How much pain and suffering would you inflict on a fellow innocent citizen if someone in authority told you to do it? The answer was found by experiments at Yale starting in 1959, as reported in the Jan.'07 Yale Alumni Magazine. It turned out that almost anyone can be manipulated so that s/he will do virtually anything that someone tells them to do, including doing great harm to other innocent people. Such actions are called “Crimes of Obedience.”

The experiments showed how the government of Germany was able to use thousands of its normal citizens during the holocaust to systematically murder millions of other citizens. A psychology professor, Stanley Milgram, advertised for volunteers who acted as "teachers" in a "test of memory." He then used a confederate to act as a "learner." Whenever the "learner" (sitting in a separate room with arms strapped to an “electrode”) gave a wrong answer in a word-association test, the "teacher" administered a shock by pressing a lever on a control board. With each mistake, the shock intensity increased. Hearing the learner’s cries of increasing agony, most “teachers,” with the right urging, would continue to deliver shocks right up to the maximum shock level of "Extreme Danger." Unknown to the volunteers, no actual electric shocks were given.

Over the years, thousands of people have volunteered for the experiment in several countries. Sixty-five percent of the volunteers put their “pupils” to the pain limit of 450 volts. Whenever these "teachers" were told that they were not responsible for anything that happens to the "learner," or if they believed they were part of a "teaching team," the compliance rate rose to ninety percent going to the shock limit.

In essence, the finding is that blind obedience is amazingly common, even easy to get from most of us. It is characterized by the excuse made famous by Adolph Eichmann who arranged for the murder of millions of Jews, "I was only following orders."

The Yale article continues: "From all the evidence we could muster, torturers are not unusual or deviant in any way. Their brief training included being told the simple lie that they were helping research about memory; thus, their minds were carefully prepared to do what is ordinarily unthinkable. Normal men and women become transformed into true believers, capable of sacrificing others for the sake of ideologies." The article concludes: "The most dramatic instances of "mind control" are the systematic manipulation of human nature over time in confining settings." (emphasis mine)

How does this discovery relate to government school? Its teachers are trained to believe they are “change agents on an important mission” and that they are part of a “teaching team” just as we see in middle schools today. Instead of requiring teachers to have high levels of academic knowledge, they are required primarily to obey their superiors and to be familiar with methods of control, using punishments and rewards. Further research shows that the government’s goal has never been education, but training to turn out soldiers, factory workers and predictable consumers.

The psychology industry has taken over public schooling. How do we know that? Its members have found employment there in large numbers; its theories, practices and influence are felt in the words and actions of school spokespeople and even the teachers. The schools have been transformed from a source of learning to a system of manipulating human nature over time in confining spaces.

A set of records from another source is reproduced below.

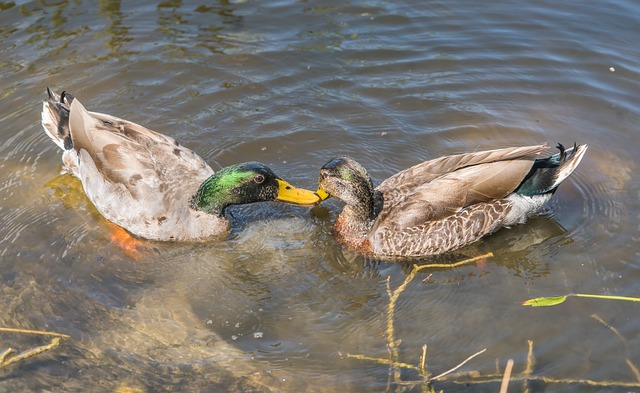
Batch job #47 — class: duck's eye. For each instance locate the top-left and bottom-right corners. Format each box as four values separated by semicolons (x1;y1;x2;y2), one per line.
254;174;265;184
320;171;329;179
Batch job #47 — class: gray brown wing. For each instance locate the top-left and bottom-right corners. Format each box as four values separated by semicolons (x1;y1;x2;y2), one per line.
374;145;547;230
68;98;213;203
370;199;513;257
377;144;548;204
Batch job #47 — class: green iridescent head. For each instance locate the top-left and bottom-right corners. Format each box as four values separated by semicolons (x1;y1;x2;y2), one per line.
191;162;319;216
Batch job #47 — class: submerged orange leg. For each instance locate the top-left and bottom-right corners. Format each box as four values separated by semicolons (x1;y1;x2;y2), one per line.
108;223;144;258
474;256;490;269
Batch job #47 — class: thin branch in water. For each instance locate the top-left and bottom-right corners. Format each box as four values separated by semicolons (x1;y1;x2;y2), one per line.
0;327;70;339
522;340;535;393
413;252;494;273
430;348;487;381
523;340;535;376
383;252;494;386
385;275;401;383
499;359;514;393
0;348;15;364
591;313;626;344
346;252;494;389
432;338;640;390
0;337;61;369
448;374;640;388
345;353;421;372
420;344;427;374
626;359;640;383
385;344;393;393
385;275;393;299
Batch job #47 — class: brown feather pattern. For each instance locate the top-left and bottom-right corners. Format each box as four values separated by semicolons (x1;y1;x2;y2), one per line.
42;90;230;241
318;143;586;258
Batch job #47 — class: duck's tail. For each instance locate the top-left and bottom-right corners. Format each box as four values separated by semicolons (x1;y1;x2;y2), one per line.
41;87;75;150
515;143;588;196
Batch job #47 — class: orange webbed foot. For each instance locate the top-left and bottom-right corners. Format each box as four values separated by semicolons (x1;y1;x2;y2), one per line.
108;223;145;259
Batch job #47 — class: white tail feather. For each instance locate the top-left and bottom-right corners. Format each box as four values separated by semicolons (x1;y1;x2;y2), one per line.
552;144;588;189
41;101;65;150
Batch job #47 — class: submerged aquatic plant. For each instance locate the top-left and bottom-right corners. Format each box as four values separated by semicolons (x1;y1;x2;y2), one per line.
343;255;640;391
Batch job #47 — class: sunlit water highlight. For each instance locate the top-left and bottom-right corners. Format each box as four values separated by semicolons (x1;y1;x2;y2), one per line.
1;1;639;392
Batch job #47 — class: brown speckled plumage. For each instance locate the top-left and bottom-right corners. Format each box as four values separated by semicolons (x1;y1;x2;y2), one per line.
316;144;587;258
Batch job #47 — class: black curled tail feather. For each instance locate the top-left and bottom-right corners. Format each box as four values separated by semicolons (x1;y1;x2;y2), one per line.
43;87;75;150
515;143;588;196
557;142;566;162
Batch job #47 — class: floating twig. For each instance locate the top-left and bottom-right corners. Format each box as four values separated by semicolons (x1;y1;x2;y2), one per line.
0;337;61;369
345;353;420;372
522;339;535;393
499;359;514;393
347;251;640;390
591;314;626;344
384;252;493;383
0;326;69;370
384;276;402;382
347;252;494;388
448;374;640;388
523;340;535;376
434;340;640;389
627;359;640;384
429;348;487;381
0;348;15;364
0;327;70;338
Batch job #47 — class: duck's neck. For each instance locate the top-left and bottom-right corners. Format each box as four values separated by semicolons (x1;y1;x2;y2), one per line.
189;177;229;218
334;190;383;248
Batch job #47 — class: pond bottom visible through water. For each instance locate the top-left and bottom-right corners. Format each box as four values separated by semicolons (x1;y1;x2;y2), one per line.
1;0;640;392
0;150;638;393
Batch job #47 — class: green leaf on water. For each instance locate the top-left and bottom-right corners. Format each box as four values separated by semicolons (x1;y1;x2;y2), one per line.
522;293;640;307
521;296;568;307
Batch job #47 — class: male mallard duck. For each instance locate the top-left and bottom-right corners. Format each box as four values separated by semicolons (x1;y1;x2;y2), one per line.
41;88;320;241
315;143;587;258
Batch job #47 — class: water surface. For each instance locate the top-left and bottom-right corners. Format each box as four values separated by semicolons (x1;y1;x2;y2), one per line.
1;1;639;392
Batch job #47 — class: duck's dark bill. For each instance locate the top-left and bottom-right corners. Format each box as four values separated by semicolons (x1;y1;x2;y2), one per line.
276;179;321;205
314;186;330;201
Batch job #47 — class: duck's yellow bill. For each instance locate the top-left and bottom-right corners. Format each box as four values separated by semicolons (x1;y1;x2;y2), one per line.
276;179;321;205
314;186;330;201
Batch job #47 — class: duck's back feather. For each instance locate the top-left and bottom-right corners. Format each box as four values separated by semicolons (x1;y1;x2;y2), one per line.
375;144;547;230
43;91;226;241
370;198;514;257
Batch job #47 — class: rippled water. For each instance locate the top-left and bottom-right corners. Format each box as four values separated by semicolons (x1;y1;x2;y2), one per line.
1;0;639;392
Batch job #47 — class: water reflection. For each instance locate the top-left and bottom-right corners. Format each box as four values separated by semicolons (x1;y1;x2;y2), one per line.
1;0;640;391
97;0;132;56
156;0;242;56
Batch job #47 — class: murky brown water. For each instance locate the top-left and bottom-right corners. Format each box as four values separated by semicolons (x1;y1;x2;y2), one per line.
1;1;639;392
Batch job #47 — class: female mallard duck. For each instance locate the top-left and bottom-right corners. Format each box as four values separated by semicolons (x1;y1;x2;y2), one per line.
41;88;320;241
315;143;587;258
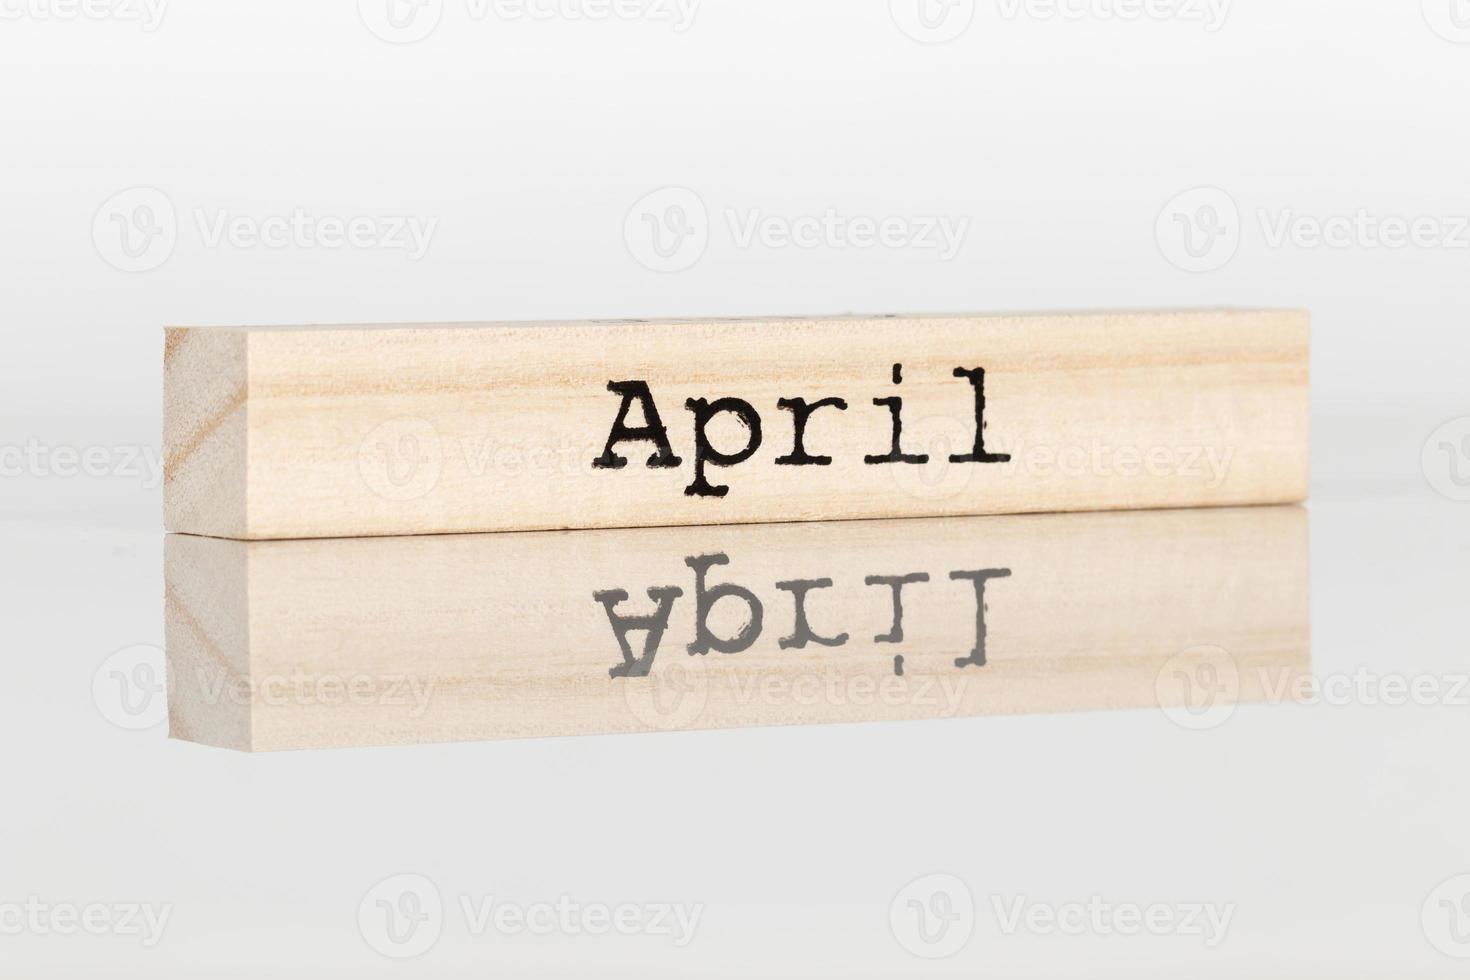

A century ago, psychology had little credibility and public schools had difficulty convincing the public that they were good places for learning. When the schoolers joined the psychs, their partnership has given both parties the sense of validity and even power that they craved. Schools use psychological methods to manipulate students and the public, while psychs gain stature from being employed by the government school establishment. But has public education improved? No. In fact, it has seen a constant slide in quality from its inception because its focus has always been obedience training, not academic learning.